The Worship of Bacchus (Room 5), area is devoted to a work of the same name by George Cruikshank (1792-1878), a monumental oil on canvas detailing what may happen to the most virtuous of Victorians who fail to check their consumption of the grape harvest. This work is so extraordinary that visitors may puzzle over whether it is a comment on Victorian life, or the meanderings of Cruikshank’s own mind - I certainly did. In typical “no sex please, we’re British” fashion, The Bawdy (Room 4) disarms this verboten subject. Somehow, we tolerate with humour that with which we can’t deal seriously. Nor is it a new phenomenon – the humour, I mean. Check out Cunnyseurs by Thomas Rowlandson (1756-1827) against Mrs Mary Righteous explains her position to the Pope (1971) by Gerald Scarfe.

Enter The Absurd(Room 6), a territory that comic illustration absolutely lends itself to. Artists from various points along the time spectrum – Romen de Hooghe (1645-1708), Paul Sandby (1731-1809) - pre-empted Andre Breton’s surrealist manifesto: an unlikely juxtapositioning of everyday objects in an unexpected place. Interestingly, the two ultimate surrealist novels were written half a century before Breton penned these words and included are illustrations from one of them; Through The Looking Glass and What Alice Found There, John Tenniel, 1820 – 1914.

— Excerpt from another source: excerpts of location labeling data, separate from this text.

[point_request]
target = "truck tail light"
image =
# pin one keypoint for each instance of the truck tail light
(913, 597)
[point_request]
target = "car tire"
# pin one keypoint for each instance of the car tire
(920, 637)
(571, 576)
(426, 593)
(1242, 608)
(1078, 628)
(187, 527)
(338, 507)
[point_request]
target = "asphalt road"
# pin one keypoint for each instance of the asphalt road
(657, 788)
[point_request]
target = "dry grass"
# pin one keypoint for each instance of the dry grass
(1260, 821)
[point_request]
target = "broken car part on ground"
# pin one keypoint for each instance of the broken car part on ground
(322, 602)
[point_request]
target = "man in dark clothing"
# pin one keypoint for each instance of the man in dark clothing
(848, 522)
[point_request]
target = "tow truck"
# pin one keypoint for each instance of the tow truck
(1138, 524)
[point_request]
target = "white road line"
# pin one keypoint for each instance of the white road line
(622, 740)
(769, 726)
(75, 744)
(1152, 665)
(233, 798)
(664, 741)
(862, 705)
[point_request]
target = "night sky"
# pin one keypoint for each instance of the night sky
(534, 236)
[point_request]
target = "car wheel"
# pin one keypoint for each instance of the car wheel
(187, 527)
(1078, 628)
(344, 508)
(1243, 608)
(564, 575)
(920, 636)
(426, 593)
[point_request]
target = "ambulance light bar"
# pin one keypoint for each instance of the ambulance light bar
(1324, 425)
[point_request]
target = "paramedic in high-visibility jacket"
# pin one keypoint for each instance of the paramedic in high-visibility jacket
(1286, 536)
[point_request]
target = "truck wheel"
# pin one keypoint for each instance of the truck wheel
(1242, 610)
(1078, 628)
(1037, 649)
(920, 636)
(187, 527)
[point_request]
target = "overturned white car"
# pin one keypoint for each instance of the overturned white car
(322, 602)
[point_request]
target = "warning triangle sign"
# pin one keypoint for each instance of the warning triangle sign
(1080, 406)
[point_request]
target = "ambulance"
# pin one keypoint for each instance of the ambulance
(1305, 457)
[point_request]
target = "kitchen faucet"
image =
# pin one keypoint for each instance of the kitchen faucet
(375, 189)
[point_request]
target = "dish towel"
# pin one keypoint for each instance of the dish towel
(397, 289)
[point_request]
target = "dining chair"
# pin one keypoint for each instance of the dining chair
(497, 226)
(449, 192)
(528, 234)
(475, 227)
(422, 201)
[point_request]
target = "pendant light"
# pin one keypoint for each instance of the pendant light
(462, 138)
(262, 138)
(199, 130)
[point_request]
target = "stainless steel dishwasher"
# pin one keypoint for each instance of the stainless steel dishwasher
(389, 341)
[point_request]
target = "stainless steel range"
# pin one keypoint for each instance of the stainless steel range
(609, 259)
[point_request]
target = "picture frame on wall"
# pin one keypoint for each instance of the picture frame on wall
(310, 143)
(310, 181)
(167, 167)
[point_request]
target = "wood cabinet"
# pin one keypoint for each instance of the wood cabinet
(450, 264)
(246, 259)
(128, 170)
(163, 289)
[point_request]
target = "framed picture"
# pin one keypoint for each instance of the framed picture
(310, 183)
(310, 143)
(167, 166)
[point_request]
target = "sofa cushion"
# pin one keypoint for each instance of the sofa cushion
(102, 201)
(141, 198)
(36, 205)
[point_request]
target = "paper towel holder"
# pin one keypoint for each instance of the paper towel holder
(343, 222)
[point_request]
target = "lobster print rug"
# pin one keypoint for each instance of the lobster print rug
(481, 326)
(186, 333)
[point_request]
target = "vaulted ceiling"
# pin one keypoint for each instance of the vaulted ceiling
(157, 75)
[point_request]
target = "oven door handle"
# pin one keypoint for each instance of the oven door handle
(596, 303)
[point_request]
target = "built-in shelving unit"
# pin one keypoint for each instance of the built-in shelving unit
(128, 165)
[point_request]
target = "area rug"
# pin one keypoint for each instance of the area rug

On view are works by Jake and Dinos Chapman (b. 1966, b. 1962). Angus Fairhurst (1966 – 2008) and I’m Dead (2007), an installation of a taxidermy kitten by David Shrigley. In spite of the eye-popping morphings and mimetic installations, Martin Myrone stressed the undercurrent of melancholy that underpinned this final part of the exhibition. But further reading will spoil your fun. Rude Britannia is open until September 5. In addition to (well over) 200 exhibits there is a visitors’ reading room, and a facility where budding artists can create and post their own caricature – with the possibility of contributing to the display. As we were reminded at the outset of the exhibition, humour is a very serious business.